The Dvash-Banks family, unfortunately, is not an isolated case. Additional same-sex couples have publicly come forward to share harrowing stories of their newborn son or daughter being denied a U.S. passport at U.S. consulates and embassies abroad even though they have met every statutory requirement under Section 301 of the INA. Stories after stories have recently been chronicled of same-sex couples being told by your Department that their marriages are, by definition, invalid, and that any children they may have abroad risk becoming stateless. Every new American parent should focus on celebrating the birth of a child, not be consumed with fear that all members of their family may not be welcomed back home to the United States.

Unfortunately, the State Department’s defense of this discriminatory policy follows another regrettable action that targets, rather than champions the rights of LGBTQ persons. Last October, the State Department announced it would not grant visas to the same-sex partners of foreign diplomats serving at international organizations and at bilateral missions in the United States, leaving such diplomats with an awful choice: separate from their partners or get married and face possible termination or prosecution in their home countries, 69 of which criminalize homosexuality.

The United States can best advocate for LGBTQ rights around the world by living its values at home, especially during this month of Pride.
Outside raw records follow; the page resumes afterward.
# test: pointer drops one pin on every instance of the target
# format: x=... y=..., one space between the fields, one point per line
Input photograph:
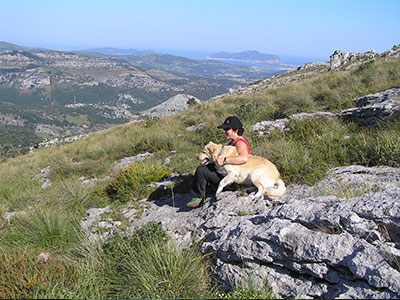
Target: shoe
x=194 y=202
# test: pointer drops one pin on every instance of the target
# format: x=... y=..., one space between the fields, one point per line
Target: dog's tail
x=279 y=188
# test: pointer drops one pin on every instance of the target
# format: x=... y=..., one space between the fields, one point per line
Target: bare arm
x=239 y=159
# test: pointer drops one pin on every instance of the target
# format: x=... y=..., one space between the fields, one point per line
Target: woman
x=207 y=174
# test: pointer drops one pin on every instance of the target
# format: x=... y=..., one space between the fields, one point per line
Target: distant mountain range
x=117 y=51
x=46 y=93
x=249 y=56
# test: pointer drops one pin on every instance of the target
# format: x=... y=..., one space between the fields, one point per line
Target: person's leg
x=203 y=176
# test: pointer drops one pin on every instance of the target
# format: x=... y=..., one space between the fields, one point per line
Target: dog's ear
x=210 y=144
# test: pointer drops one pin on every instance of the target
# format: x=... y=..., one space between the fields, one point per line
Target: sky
x=304 y=28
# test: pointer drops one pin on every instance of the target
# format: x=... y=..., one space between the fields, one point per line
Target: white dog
x=257 y=170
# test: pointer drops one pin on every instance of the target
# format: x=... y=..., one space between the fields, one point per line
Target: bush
x=48 y=230
x=143 y=265
x=134 y=180
x=25 y=276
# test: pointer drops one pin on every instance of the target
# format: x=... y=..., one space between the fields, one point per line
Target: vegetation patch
x=134 y=180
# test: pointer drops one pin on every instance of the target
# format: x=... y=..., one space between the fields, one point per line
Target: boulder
x=311 y=242
x=374 y=107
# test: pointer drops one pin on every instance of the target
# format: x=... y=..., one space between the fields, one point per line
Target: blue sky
x=308 y=28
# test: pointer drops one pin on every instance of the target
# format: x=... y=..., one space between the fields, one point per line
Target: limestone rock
x=44 y=177
x=310 y=243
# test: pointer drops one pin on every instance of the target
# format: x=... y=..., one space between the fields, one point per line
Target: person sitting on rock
x=207 y=174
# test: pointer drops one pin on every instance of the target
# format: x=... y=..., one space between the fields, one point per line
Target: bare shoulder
x=229 y=151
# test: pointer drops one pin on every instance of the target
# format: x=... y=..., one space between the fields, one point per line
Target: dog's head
x=209 y=153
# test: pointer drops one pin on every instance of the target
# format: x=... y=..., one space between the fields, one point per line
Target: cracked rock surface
x=311 y=242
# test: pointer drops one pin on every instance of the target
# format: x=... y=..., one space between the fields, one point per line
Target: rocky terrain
x=339 y=238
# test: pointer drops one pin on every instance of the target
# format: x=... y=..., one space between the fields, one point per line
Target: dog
x=257 y=170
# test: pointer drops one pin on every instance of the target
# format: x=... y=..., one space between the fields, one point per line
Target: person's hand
x=220 y=161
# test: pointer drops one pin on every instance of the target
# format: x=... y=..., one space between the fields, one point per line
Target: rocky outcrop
x=368 y=111
x=374 y=107
x=343 y=59
x=337 y=239
x=128 y=161
x=265 y=127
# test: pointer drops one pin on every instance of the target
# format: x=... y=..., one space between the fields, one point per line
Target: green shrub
x=45 y=229
x=25 y=276
x=134 y=181
x=143 y=265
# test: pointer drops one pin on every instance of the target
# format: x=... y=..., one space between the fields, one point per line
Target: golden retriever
x=257 y=170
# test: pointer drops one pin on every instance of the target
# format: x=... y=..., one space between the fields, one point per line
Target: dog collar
x=220 y=151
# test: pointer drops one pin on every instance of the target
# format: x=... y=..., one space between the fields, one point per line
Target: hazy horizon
x=310 y=29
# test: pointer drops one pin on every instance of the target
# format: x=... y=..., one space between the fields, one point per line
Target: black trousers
x=205 y=176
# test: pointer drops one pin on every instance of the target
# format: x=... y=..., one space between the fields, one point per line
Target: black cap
x=231 y=122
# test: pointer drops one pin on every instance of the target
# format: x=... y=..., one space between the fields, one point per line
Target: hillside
x=53 y=94
x=333 y=234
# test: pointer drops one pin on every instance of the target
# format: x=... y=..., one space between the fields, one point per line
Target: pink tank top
x=244 y=141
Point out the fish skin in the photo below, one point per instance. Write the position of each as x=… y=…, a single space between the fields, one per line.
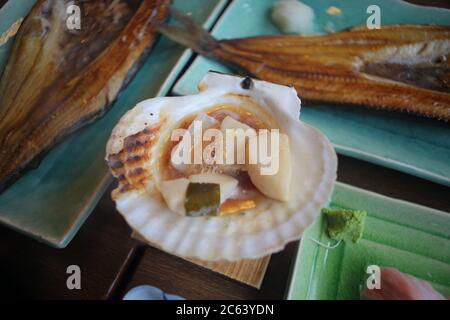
x=330 y=68
x=57 y=81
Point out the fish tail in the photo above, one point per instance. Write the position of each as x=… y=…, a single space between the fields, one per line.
x=190 y=34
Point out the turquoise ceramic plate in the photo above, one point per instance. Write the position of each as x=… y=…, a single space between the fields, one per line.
x=413 y=145
x=51 y=202
x=411 y=238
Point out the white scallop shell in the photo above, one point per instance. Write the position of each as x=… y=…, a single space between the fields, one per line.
x=247 y=236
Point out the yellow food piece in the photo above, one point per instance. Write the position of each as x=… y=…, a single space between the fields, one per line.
x=236 y=206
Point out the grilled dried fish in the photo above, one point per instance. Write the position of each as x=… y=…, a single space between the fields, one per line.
x=400 y=67
x=58 y=80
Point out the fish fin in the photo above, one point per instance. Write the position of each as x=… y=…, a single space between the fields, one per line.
x=190 y=34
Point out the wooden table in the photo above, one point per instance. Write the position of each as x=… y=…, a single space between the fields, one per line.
x=111 y=262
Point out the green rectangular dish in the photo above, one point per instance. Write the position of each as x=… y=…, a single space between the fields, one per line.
x=409 y=237
x=51 y=202
x=414 y=145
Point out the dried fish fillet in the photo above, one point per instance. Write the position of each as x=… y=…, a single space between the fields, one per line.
x=58 y=80
x=400 y=67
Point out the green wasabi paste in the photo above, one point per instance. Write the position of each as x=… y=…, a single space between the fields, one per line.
x=343 y=224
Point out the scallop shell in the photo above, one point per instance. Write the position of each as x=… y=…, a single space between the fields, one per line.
x=133 y=153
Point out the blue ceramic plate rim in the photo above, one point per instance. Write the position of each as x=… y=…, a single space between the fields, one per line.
x=103 y=183
x=346 y=150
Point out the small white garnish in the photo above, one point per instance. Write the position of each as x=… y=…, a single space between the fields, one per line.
x=292 y=16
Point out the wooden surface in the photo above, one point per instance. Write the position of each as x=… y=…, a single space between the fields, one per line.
x=111 y=262
x=250 y=272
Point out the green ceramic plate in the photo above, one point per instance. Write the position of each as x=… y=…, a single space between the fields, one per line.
x=51 y=202
x=411 y=238
x=413 y=145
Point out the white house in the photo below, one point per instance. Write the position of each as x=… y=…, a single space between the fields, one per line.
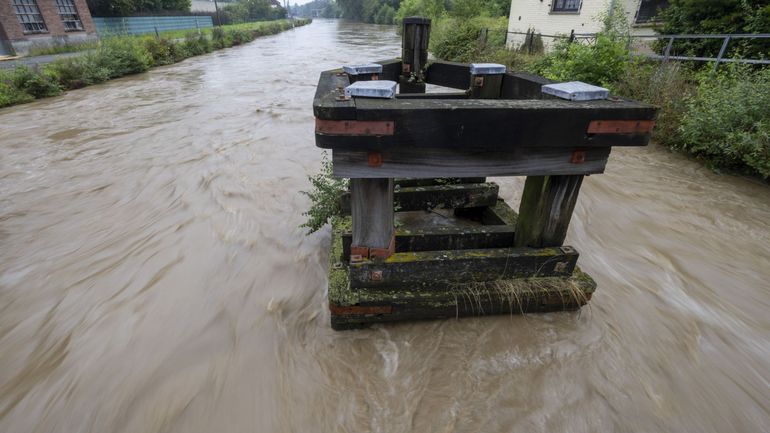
x=560 y=17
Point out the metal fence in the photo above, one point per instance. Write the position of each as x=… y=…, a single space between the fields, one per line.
x=633 y=42
x=143 y=25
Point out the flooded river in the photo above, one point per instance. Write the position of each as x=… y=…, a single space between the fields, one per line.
x=153 y=277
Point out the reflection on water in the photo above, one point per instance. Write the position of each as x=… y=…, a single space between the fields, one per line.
x=153 y=278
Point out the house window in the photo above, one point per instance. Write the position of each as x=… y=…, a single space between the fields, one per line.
x=648 y=9
x=29 y=16
x=566 y=5
x=69 y=15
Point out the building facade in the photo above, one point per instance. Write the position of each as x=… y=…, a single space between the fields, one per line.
x=25 y=24
x=561 y=17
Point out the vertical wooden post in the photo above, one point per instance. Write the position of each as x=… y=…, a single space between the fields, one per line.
x=414 y=54
x=486 y=80
x=371 y=205
x=545 y=211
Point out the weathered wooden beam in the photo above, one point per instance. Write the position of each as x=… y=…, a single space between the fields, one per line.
x=391 y=69
x=408 y=182
x=446 y=238
x=463 y=266
x=455 y=95
x=440 y=196
x=486 y=86
x=371 y=202
x=402 y=162
x=499 y=214
x=353 y=307
x=449 y=74
x=545 y=211
x=483 y=124
x=414 y=54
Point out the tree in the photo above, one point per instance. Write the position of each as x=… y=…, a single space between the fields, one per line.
x=718 y=16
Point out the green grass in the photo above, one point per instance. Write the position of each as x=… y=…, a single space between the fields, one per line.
x=124 y=55
x=64 y=48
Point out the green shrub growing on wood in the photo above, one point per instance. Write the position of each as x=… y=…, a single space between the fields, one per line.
x=324 y=197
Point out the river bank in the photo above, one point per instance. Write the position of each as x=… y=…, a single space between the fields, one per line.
x=125 y=55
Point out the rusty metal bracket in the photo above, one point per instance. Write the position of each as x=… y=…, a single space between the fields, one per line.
x=578 y=156
x=354 y=127
x=621 y=126
x=374 y=159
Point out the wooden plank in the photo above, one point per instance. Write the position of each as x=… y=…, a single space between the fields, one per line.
x=427 y=163
x=486 y=86
x=325 y=103
x=446 y=238
x=407 y=182
x=484 y=124
x=449 y=74
x=456 y=95
x=440 y=196
x=353 y=307
x=500 y=214
x=463 y=266
x=545 y=211
x=523 y=86
x=371 y=203
x=414 y=54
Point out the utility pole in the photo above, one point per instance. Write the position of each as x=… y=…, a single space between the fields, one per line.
x=216 y=8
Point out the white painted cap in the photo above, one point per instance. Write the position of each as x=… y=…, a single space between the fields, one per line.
x=383 y=89
x=366 y=68
x=487 y=69
x=576 y=91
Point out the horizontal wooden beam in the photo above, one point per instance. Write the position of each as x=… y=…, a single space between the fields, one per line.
x=463 y=266
x=407 y=182
x=492 y=124
x=499 y=214
x=414 y=162
x=446 y=238
x=440 y=196
x=454 y=95
x=449 y=74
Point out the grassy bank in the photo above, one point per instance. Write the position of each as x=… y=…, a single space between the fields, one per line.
x=722 y=119
x=119 y=56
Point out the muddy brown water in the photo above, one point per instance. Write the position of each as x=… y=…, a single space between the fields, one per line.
x=153 y=278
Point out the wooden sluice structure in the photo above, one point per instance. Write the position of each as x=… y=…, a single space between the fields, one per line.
x=422 y=151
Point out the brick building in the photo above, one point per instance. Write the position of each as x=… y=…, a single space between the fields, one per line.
x=38 y=23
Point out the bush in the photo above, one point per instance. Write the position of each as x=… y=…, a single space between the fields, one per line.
x=162 y=51
x=122 y=56
x=77 y=72
x=325 y=197
x=33 y=83
x=196 y=44
x=10 y=95
x=599 y=63
x=666 y=85
x=459 y=39
x=727 y=121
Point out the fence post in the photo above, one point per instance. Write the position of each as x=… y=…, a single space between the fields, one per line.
x=721 y=52
x=668 y=49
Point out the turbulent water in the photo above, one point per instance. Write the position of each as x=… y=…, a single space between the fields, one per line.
x=153 y=277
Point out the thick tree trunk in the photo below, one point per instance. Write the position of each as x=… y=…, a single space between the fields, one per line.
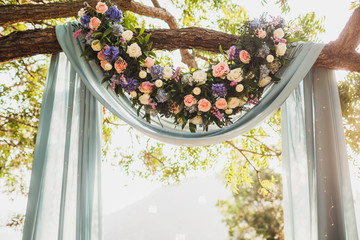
x=41 y=41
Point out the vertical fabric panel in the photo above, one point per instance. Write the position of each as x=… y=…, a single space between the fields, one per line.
x=65 y=181
x=316 y=129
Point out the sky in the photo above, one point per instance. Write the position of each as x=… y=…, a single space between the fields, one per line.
x=336 y=14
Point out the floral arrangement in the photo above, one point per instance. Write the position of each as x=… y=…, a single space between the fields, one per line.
x=198 y=98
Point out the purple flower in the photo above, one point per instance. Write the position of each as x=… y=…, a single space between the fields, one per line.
x=162 y=96
x=157 y=72
x=264 y=71
x=233 y=53
x=263 y=51
x=117 y=30
x=219 y=90
x=111 y=54
x=129 y=85
x=114 y=14
x=85 y=20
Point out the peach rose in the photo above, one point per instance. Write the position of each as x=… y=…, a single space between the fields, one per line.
x=146 y=87
x=175 y=109
x=101 y=7
x=189 y=100
x=221 y=103
x=120 y=65
x=244 y=56
x=149 y=62
x=221 y=70
x=94 y=23
x=204 y=105
x=100 y=55
x=261 y=33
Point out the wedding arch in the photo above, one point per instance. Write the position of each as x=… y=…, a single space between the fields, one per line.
x=64 y=200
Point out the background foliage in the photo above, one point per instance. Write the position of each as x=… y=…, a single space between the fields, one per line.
x=243 y=160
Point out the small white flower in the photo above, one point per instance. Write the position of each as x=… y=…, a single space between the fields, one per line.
x=168 y=72
x=144 y=99
x=134 y=50
x=200 y=76
x=270 y=58
x=235 y=75
x=158 y=83
x=96 y=45
x=279 y=33
x=127 y=35
x=133 y=94
x=197 y=120
x=265 y=81
x=281 y=49
x=234 y=102
x=142 y=74
x=107 y=67
x=81 y=12
x=197 y=91
x=239 y=88
x=228 y=111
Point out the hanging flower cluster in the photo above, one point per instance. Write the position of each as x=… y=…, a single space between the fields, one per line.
x=198 y=98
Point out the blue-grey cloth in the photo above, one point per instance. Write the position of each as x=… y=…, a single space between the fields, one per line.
x=64 y=201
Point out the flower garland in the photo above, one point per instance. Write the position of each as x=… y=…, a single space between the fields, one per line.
x=197 y=98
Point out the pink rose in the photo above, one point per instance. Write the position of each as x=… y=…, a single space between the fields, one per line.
x=149 y=62
x=175 y=109
x=107 y=66
x=189 y=100
x=101 y=8
x=94 y=23
x=204 y=105
x=78 y=33
x=146 y=87
x=221 y=70
x=244 y=56
x=100 y=55
x=261 y=33
x=120 y=65
x=221 y=103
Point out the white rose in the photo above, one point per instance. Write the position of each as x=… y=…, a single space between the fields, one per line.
x=200 y=76
x=158 y=83
x=281 y=49
x=144 y=99
x=228 y=111
x=197 y=91
x=234 y=102
x=127 y=35
x=270 y=58
x=142 y=74
x=107 y=67
x=279 y=33
x=96 y=45
x=243 y=102
x=239 y=88
x=167 y=74
x=265 y=81
x=133 y=94
x=235 y=75
x=196 y=120
x=134 y=50
x=81 y=12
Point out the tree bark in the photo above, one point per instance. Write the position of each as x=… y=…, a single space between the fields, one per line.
x=35 y=12
x=42 y=41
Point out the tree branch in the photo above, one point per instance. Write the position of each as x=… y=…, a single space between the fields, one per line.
x=43 y=41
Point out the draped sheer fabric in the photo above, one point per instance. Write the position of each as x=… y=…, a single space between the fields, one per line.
x=65 y=194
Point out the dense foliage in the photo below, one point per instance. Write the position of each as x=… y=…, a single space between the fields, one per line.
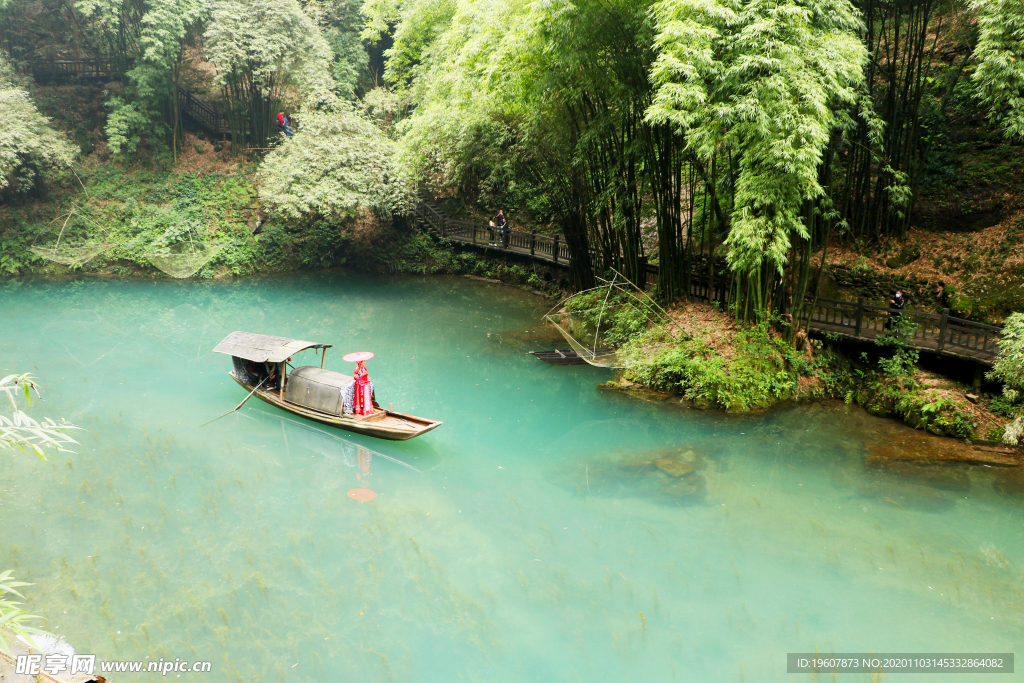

That starts with reversing your misguided policy regarding children born abroad by ART and surrogacy, removing roadblocks for foreign diplomats serving in the United States, and changing the administration’s muted response to persecution of LGBTQ persons in Chechnya, Brunei, and beyond.

The State Department’s discriminatory misinterpretation of U.S. law will continue to harm American families. That is why we call upon you to immediately drop the Department’s appeal of the Dvash-Banks family court case and make it clear that every U.S. married couple is entitled to the same rights under the U.S. Constitution, no matter whom they love.